As strange as it may sound, revolutionary Islamist groups suffer from recruitment problems as any other organization does. My research on Islamist terrorism has found that al-Qaida and its rival offshoot, the Islamic State group, have long had chronic difficulties replenishing their ranks.
These groups complain about their recruitment problems frequently. “We are most amazed that the community of Islam is still asleep and heedless while its children are being wiped out and killed everywhere and its land is being diminished every day,” al-Qaida wrote in one of its online publications in 2004. It is a sentiment that the group has repeated over many years.
The Islamic State group has also expressed disappointment in Muslims’ lack of militancy. In June 2017, for example, it published an article in an online magazine criticizing Muslims who “drag the tail of shame” by remaining “safe in your homes, secure with your families and wealth” instead of joining the revolutionary movement.

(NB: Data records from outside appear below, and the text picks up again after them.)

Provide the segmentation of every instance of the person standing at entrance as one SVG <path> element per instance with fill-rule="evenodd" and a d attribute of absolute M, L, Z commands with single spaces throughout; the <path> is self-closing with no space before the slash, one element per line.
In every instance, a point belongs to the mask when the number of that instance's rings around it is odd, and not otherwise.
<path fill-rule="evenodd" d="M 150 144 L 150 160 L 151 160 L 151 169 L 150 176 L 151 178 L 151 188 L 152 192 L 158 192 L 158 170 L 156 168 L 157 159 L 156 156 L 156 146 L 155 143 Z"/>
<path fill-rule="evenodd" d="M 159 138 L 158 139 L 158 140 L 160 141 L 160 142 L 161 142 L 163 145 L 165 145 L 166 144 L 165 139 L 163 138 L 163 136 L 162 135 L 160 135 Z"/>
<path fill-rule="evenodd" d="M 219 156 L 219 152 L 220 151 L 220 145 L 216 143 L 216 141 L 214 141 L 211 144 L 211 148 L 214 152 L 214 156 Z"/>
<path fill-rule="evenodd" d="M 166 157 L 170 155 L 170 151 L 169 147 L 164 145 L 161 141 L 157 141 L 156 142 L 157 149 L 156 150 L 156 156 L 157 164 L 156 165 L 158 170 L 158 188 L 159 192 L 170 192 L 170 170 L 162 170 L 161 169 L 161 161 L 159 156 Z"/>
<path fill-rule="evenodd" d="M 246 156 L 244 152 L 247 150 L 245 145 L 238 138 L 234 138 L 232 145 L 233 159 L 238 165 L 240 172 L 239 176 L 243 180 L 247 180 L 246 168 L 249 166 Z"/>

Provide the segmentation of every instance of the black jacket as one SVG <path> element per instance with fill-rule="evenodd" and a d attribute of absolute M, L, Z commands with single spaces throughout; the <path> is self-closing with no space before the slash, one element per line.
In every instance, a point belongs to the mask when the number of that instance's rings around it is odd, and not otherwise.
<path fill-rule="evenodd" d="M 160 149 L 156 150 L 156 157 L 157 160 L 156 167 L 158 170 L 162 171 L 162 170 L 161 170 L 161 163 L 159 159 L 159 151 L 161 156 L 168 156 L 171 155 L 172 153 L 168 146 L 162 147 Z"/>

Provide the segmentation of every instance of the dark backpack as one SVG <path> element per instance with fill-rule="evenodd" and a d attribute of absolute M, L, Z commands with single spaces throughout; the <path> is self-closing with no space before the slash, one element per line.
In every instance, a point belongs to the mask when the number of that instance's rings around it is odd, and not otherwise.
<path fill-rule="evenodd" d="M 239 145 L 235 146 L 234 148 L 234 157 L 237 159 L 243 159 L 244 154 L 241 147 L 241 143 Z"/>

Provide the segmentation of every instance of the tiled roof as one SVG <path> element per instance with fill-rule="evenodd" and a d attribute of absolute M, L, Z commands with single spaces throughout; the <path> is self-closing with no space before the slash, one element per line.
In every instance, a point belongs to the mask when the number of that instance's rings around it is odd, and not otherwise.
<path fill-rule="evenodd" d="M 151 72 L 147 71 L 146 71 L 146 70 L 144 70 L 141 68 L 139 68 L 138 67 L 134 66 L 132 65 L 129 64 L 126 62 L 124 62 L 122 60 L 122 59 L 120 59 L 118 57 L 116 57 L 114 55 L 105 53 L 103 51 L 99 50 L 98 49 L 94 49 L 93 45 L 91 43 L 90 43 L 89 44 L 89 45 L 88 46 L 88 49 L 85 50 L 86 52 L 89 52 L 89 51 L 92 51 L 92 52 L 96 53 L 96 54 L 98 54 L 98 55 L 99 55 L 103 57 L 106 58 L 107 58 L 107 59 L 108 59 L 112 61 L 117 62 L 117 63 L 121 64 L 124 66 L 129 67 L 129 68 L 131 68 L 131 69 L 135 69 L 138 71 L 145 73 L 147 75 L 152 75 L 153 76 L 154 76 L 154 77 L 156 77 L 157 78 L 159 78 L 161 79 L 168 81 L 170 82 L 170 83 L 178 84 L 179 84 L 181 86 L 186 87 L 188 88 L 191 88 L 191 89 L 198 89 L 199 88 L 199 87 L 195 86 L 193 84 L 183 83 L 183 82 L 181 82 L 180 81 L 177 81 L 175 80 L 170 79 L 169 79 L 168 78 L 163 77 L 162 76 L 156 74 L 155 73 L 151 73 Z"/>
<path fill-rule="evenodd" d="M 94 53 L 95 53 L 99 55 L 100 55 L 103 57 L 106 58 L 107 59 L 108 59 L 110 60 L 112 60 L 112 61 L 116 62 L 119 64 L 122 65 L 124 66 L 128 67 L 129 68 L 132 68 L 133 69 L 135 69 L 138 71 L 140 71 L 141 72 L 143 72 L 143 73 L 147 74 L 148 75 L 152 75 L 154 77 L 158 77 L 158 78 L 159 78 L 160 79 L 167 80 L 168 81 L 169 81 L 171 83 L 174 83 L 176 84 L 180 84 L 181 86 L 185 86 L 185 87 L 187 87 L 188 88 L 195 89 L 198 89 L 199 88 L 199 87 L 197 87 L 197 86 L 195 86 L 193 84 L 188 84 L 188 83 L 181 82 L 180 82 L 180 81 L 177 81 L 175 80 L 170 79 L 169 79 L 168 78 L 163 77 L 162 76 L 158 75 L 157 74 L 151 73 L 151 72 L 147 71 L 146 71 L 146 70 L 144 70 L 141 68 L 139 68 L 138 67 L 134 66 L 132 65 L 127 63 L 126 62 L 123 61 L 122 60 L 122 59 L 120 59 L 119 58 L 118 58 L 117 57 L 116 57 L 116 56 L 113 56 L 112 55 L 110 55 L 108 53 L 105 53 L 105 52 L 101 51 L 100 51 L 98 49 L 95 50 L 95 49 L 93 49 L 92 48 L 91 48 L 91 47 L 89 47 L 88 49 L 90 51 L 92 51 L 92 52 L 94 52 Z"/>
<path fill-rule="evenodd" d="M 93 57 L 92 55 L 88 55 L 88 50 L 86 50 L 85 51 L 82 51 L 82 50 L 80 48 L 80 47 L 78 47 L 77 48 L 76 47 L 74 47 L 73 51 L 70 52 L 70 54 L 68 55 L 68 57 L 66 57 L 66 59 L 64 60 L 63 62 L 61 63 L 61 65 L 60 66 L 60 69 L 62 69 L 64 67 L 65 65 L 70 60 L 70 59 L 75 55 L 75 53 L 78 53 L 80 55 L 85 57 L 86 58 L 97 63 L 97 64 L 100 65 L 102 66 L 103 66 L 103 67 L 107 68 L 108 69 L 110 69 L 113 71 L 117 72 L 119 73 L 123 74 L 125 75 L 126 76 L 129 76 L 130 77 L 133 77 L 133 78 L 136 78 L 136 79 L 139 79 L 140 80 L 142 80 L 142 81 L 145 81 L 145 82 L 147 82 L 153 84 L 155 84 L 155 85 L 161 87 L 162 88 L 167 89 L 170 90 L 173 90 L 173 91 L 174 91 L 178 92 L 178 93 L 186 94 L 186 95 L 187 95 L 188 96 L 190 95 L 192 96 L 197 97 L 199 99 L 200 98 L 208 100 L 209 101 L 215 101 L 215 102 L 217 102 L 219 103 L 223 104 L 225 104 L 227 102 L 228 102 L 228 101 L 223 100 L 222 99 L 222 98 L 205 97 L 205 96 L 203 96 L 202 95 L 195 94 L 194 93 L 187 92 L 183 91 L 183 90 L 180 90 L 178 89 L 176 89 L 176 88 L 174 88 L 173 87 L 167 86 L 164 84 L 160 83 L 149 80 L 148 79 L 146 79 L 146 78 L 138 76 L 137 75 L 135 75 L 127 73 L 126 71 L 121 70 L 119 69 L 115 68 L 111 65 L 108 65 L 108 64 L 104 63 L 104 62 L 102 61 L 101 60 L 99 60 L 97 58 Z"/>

The problem, according to a November 2017 article in the Islamic State’s online daily newspaper, is “love of life and hatred of death,” a “disease of weakness whose final result will be the supremacy of the enemy over the Muslims.”
Love of life is only one of the militants’ recruitment problems.
According to social science surveys, the bulk of the world’s 1.8 billion Muslims find these groups abhorrent. Most Muslims support policies that encourage or enforce Islamic piety, but they don’t support revolutionary violence. A large majority of Muslims support democratic elections, which the revolutionaries consider un-Islamic.
Democratic thought has deep roots in Islamic tradition, including the “nahda” renaissance of Arab intellectuals in the 19th century, mass pro-democracy moments in the early 20th century in the Ottoman Empire and Iran, and the Arab Spring movement that started in late 2010.
Islamist militants such as al-Qaida and the Islamic State group view democratic efforts as a threat and have repeatedly targeted pro-democracy Muslim scholars and activists for assassination. For instance, Muhammad Nu’man Fazli, a cleric in Afghanistan, was among the recent victims of this sort of violence. His mosque outside Kabul was bombed by the Islamic State group in May 2021 during a cease-fire between the Taliban and the Afghan government, specifically because of his support of democracy, according to a statement in the Islamic State group’s newspaper.
The world’s governments have made it very hard for people to find and join militant groups. There are few safe places for training, and the ones that do exist are typically in remote areas that are hard to reach, such as the mountains of northwest Pakistan, the deserts of eastern Mali, the forests of the Lake Chad basin and northern Mozambique, and the islands of the southern Philippines.
Even online, militants must constantly seek new methods to avoid detection. Every message they send or receive risks exposing them to arrest or drone attack.